Understanding Signal and Background in a Thermally Resolved, Single-Branched DNA Assay Using Square Wave Voltammetry.

机构信息

Department of Chemistry and Biochemistry , Auburn University , Auburn , Alabama 36849 , United States.

出版信息

Anal Chem. 2018 Mar 6;90(5):3584-3591. doi: 10.1021/acs.analchem.8b00036. Epub 2018 Feb 9.

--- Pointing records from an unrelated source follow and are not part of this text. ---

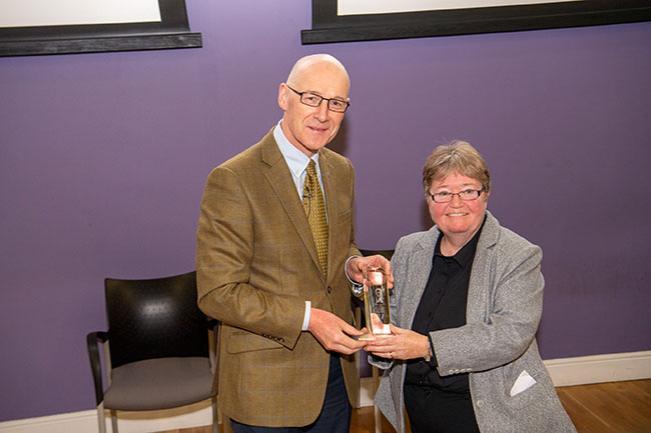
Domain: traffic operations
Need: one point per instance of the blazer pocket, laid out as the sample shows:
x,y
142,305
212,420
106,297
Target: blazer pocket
x,y
531,395
247,342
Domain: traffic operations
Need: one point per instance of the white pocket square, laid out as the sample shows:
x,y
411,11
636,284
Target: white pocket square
x,y
522,383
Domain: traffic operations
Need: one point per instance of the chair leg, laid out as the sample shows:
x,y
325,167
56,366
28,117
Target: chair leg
x,y
101,419
114,421
377,419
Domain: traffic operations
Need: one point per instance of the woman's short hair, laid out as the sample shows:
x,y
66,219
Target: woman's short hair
x,y
455,157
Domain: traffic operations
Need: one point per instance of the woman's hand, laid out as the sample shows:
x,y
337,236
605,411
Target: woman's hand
x,y
402,344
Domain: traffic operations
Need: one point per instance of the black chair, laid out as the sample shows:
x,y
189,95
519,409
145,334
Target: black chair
x,y
157,351
375,374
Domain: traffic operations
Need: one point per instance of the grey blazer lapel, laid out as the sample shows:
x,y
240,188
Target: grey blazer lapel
x,y
479,287
280,180
420,265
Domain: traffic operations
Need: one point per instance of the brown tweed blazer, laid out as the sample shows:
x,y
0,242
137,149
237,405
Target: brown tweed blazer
x,y
256,266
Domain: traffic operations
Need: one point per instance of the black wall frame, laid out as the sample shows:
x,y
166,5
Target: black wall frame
x,y
173,31
328,27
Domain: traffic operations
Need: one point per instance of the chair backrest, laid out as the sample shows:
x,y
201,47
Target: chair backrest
x,y
155,318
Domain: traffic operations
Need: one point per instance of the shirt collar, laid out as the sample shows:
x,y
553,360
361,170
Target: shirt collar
x,y
296,160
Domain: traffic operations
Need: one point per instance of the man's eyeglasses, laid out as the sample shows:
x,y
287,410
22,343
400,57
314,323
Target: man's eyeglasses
x,y
314,100
465,195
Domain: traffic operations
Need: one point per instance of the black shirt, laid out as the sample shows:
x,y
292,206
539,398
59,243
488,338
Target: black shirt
x,y
443,306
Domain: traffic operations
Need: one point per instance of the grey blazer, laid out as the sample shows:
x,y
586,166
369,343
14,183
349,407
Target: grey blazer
x,y
497,343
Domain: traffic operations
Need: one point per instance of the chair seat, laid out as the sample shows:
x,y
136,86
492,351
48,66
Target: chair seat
x,y
160,383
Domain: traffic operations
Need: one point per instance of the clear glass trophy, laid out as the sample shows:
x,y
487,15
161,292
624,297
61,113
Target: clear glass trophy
x,y
376,304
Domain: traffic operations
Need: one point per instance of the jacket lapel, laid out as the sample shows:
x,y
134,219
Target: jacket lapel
x,y
329,178
421,262
479,287
280,180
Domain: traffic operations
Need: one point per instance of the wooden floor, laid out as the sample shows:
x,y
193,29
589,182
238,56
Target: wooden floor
x,y
616,407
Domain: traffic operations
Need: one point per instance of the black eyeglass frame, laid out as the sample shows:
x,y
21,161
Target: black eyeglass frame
x,y
458,194
300,94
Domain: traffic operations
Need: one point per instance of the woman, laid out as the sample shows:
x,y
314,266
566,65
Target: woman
x,y
468,293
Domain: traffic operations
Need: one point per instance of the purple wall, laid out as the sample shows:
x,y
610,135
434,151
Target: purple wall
x,y
103,159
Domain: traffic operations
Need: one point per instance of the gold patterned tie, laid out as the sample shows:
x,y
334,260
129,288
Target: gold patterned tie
x,y
314,206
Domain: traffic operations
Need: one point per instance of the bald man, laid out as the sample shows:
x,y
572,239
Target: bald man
x,y
270,264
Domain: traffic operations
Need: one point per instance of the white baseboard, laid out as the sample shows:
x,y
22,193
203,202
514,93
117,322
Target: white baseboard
x,y
194,415
564,372
613,367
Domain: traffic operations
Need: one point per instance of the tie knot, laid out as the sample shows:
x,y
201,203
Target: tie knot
x,y
311,168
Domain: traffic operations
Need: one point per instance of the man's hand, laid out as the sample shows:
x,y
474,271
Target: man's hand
x,y
334,333
357,268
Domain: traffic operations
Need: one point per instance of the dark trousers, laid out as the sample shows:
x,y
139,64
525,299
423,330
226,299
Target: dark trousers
x,y
335,413
433,411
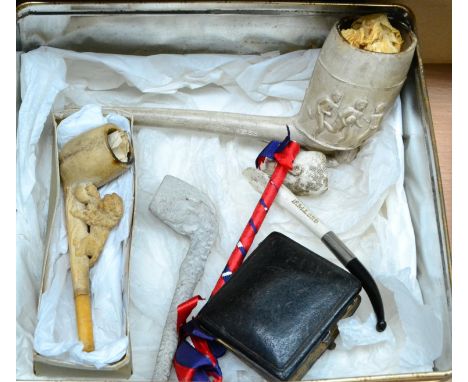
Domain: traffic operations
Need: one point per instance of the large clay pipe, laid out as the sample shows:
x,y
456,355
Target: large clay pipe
x,y
349,93
87,162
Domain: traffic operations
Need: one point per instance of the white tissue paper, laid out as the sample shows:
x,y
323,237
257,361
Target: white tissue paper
x,y
365,204
55,335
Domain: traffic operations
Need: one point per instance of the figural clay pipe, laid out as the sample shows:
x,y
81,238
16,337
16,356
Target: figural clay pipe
x,y
293,205
348,95
87,162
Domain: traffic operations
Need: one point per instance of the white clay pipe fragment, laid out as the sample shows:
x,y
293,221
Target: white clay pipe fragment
x,y
290,202
87,162
189,212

DOI:10.1021/acs.analchem.8b00036
PMID:29385341
原文链接:https://pmc.ncbi.nlm.nih.gov/articles/PMC6008162/
Abstract

Electrochemical bioanalytical sensors with oligonucleotide transducer molecules have been recently extended for quantifying a wide range of biomolecules, from small drugs to large proteins. Short DNA or RNA strands have gained attention recently due to the existence of circulating oligonucleotides in human blood, yet challenges remain for adequately sensing these targets at electrode surfaces. In this work, we have developed a quantitative electrochemical method which uses target-induced proximity of a single-branched DNA structure to drive hybridization at an electrode surface, with readout by square-wave voltammetry (SWV). Using custom instrumentation, we first show that precise control of temperature can provide both electrochemical signal amplification and background signal depreciation in SWV readout of small oligonucleotides. Next, we thoroughly compared 25 different combinations of binding energies by their signal-to-background ratios and differences. These data served as a guide to select the optimal parameters of binding energy, SWV frequency, and assay temperature. Finally, the influence of experimental workflow on the sensitivity and limit of detection (LOD) of the sensor is demonstrated. This study highlights the importance of precisely controlling temperature and SWV frequency in DNA-driven assays on electrode surfaces while also presenting a novel instrumental design for fine-tuning of such systems.

摘要

电化学生物分析传感器与寡核苷酸转导分子最近已被扩展用于定量分析各种生物分子,从小型药物到大中型蛋白质。由于人类血液中存在循环寡核苷酸,短 DNA 或 RNA 链最近受到关注,但在电极表面充分感应这些靶标仍然存在挑战。在这项工作中,我们开发了一种定量电化学方法,该方法使用单链 DNA 结构的目标诱导接近来驱动电极表面的杂交,通过方波伏安法 (SWV) 进行读出。使用定制仪器,我们首先表明,温度的精确控制可以在小寡核苷酸的 SWV 读出中提供电化学信号放大和背景信号衰减。接下来,我们通过信号与背景的比值和差异彻底比较了 25 种不同的结合能组合。这些数据为选择最佳结合能、SWV 频率和分析温度的参数提供了指导。最后,还证明了实验工作流程对传感器的灵敏度和检测限 (LOD) 的影响。这项研究强调了在电极表面的 DNA 驱动分析中精确控制温度和 SWV 频率的重要性,同时还提出了一种新颖的仪器设计,用于微调此类系统。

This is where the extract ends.